Lesson 46: Electric Clock
After the mechanical clock was invented productivity increased. You could track the time better than with a sundial. The breakthrough was the escapement. It increased accuracy and the pendulum assisted.
Alexander Bain was born in Scotland in 1811. His father was a tenant farmer and he had 6 brothers and 6 sisters. He was apprenticed to a clock-maker and then moved to London and became a clock-maker himself. Bain learned about electromagnetism and used what he had learned to invent the electric clock in 1840.
The electricity kept the pendulum moving instead of weight. In time the pendulum was replaced with electric oscillators. Crystallized oscillators track time and are smaller, more portable and last longer.
Bain was almost swindled out of his patent by Charles Wheatstone. But Parliament awarded Bain damages when they found out. And after 1840, electric clocks were popping out everywhere.

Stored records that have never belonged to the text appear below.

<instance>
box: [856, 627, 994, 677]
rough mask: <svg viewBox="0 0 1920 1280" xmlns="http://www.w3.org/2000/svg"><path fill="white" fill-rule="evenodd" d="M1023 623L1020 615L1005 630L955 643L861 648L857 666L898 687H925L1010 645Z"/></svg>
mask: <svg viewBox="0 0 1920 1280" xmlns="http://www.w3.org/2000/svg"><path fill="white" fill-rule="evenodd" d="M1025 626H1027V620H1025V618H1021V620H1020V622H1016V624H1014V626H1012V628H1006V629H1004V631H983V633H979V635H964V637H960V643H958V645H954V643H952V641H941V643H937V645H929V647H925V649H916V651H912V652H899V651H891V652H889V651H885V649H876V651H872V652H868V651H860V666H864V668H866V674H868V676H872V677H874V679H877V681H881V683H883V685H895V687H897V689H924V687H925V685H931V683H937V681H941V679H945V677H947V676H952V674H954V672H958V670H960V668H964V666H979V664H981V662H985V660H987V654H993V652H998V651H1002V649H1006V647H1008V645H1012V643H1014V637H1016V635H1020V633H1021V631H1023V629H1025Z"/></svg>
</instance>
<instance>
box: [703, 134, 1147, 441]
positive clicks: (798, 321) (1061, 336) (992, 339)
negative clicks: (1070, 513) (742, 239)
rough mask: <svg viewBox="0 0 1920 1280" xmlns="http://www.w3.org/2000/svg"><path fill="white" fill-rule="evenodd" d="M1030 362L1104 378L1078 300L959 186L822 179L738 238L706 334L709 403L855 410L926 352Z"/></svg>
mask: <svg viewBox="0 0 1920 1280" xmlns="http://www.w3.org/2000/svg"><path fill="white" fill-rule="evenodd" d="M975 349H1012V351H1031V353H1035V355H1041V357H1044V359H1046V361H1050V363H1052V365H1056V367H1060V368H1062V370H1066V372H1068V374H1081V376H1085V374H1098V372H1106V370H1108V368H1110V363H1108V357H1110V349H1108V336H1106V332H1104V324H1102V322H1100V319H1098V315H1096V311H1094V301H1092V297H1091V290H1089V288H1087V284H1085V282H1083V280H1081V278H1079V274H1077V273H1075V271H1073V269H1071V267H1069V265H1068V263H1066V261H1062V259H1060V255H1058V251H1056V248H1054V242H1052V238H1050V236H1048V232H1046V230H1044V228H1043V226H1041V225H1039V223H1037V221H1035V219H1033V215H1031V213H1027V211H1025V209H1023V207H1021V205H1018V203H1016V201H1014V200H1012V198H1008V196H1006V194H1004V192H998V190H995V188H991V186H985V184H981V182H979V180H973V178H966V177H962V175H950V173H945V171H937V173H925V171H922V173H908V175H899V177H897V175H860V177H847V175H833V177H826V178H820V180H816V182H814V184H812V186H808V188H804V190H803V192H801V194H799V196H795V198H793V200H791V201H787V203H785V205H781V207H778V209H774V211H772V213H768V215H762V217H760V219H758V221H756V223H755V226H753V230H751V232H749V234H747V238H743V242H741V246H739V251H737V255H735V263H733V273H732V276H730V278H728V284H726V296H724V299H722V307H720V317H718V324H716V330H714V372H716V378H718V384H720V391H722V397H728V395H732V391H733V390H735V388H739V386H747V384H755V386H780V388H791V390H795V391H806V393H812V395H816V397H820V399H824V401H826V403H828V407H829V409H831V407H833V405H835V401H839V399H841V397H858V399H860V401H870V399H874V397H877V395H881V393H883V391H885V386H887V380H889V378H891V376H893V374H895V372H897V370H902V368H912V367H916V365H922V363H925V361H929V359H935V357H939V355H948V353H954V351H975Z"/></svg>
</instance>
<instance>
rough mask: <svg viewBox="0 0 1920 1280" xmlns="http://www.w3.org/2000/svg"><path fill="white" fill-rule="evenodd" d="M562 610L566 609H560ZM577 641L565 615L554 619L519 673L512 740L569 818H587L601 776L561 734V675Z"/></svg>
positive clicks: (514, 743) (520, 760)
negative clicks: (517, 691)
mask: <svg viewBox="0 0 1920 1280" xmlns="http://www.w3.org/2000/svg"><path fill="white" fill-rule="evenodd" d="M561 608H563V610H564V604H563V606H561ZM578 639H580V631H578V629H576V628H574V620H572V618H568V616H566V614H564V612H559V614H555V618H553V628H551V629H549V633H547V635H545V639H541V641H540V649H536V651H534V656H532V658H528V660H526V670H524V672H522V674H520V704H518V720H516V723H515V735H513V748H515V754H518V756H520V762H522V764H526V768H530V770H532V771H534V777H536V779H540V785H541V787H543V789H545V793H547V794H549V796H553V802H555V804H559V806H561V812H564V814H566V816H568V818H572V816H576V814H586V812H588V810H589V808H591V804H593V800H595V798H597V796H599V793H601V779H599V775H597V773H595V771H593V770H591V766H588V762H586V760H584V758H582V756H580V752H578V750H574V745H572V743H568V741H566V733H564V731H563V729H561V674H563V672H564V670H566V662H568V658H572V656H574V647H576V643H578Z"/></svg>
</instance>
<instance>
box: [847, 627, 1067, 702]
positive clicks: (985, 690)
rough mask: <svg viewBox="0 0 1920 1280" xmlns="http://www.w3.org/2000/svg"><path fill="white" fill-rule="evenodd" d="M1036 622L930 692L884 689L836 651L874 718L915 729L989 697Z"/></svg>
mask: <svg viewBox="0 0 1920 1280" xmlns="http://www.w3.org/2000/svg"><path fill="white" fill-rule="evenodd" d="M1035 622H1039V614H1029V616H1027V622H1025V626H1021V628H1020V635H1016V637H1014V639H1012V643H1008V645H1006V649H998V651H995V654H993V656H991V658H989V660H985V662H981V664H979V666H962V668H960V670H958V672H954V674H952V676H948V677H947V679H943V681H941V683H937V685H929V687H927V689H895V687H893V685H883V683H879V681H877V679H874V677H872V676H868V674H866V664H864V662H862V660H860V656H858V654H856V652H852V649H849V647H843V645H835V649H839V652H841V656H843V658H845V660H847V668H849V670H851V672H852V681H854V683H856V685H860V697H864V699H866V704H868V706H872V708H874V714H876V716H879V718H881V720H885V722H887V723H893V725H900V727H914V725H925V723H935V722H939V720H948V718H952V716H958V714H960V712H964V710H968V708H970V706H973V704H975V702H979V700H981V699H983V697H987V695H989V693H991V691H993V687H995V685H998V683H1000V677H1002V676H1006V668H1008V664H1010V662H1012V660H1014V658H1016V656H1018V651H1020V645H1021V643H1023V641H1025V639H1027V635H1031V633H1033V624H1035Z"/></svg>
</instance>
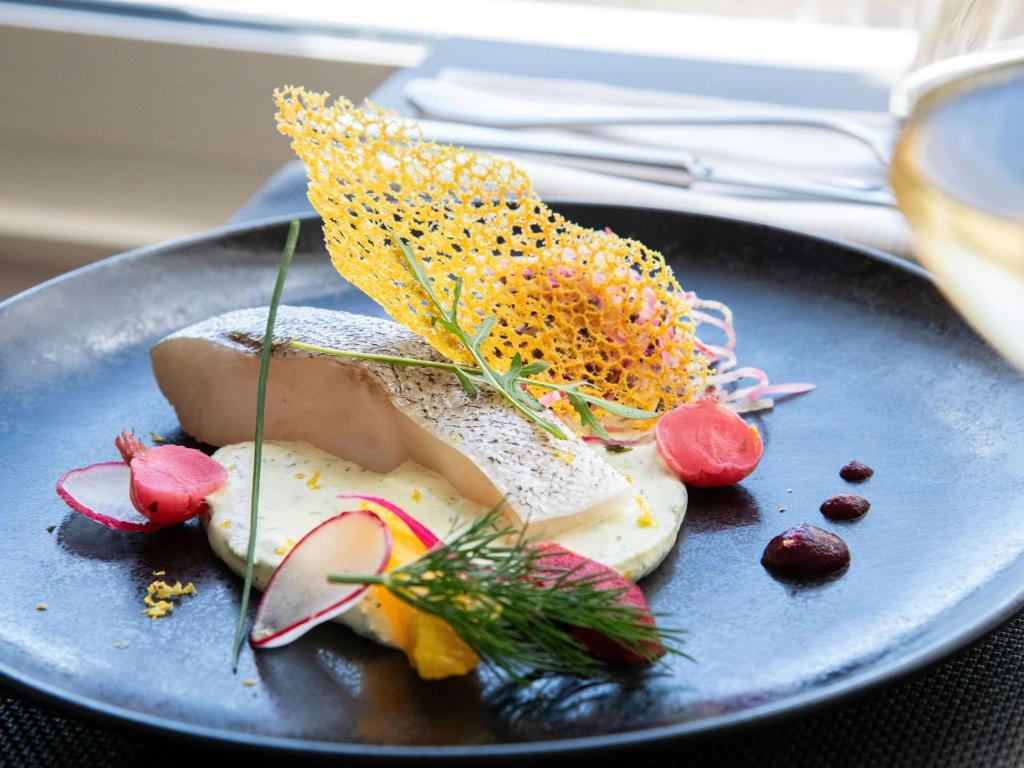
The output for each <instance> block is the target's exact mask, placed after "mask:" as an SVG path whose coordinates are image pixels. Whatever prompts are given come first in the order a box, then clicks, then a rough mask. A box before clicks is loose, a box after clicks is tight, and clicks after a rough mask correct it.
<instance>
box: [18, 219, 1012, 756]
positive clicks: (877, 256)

The electric clock replaced the mechanical clock and now digital clocks are common everywhere.
Lesson 47: Blueprints
To build anything you need a plan. And before the blueprint it was hard to make copies of building plans. Draftsmen were people whose job was to make copies by hand, of plans. But, it was hard.
John Herschel was born in England in 1792. His father’s name was William Herschel and he was an astronomer. He discovered the planet Uranus. John went to South Africa for some time in 1833 to study plants. He loved Botany and was an in demand scientist. He invented the blueprint in 1842.
Blueprints are drawings. The process helped make it fast and easy to make copies of building plans. First you take some chemically coated paper and expose it to ultra violet light. Then when you remove the light the blueprint remains. It preserved perspective on copies but there is one downside. You can’t make changes to blueprints.
It was also used by Botanists and scientists as well as builders. It declined in the 1940s though.
Blueprints made it easier to make copies of things, and later was replaced by Computer Aided Design, CADs.
Lesson 48: Stapler
Bundling was hard in the 19th century. Pages were sewn together with ribbon or string and wax was used on envelopes. Red tape was used on stacks of paper to hold them together. It was very difficult.
Samuel Slocum was born on Rhode Island in 1792. And he had 7 siblings. He learned carpentry and then moved to London to make sewing pins. He started a factory to produce the pins and invented the stapler when trying to ship his sewing pins in 1841.
The stapler binds paper together using U shaped metals driven into paper and the ends are then bent. They are used everywhere. Someone even invented a staple gun used in construction. Staples are even used in surgery.
A man named George McGill spent 20 years improving the stapler. And a commercially successful one was invented in 1879. After that lots of people invented staplers. In 1884 the word “stapler” was used. The Swingline stapler was invented in 1925 and became famous.
Staplers are standard tools. The surgical staples reduce the risk of infection and staples are a common school tool. One child even got an F for not positioning his staple in the right place on his homework.
Lesson 49: Grain Elevator
The Erie Canal was finished in 1825. It opened trading between the East and the Midwest. Food prices fell and grain passed quickly through the canal. But unloading took several days. This was a problem.
Joseph Dart was born in Connecticut in 1799. He moved to Buffalo and sold furs to traveling Indians. He went into grain trading after the Erie Canal was completed But needed to unload grain faster. So he hired a man named Robert Dunbar to figure out a way to fix the problem and in 1842 the grain elevator was invented.
Grain Elevators lift grain into silos. Dart’s was steam powered and it was a leather belt with buckets on it. The buckets scooped up the grain 8 times faster than a man could and included a scale at the top to weigh the grain. It unloaded, stored and dispersed.
Darts grain elevator was built by the river and word about it spread around. Robert Dunbar went and built grain elevators in Russia, England, New York City and lots of other places. Grain elevators are still important today.
Grain elevators transformed Buffalo and spurred trade all over the world. More people moved west. It was a collaboration of inventions.
The grain elevator is the most interesting thing I learned about this week. I think it is the most interesting because at first I did not know what it was, but now that I know I see what an important invention it is.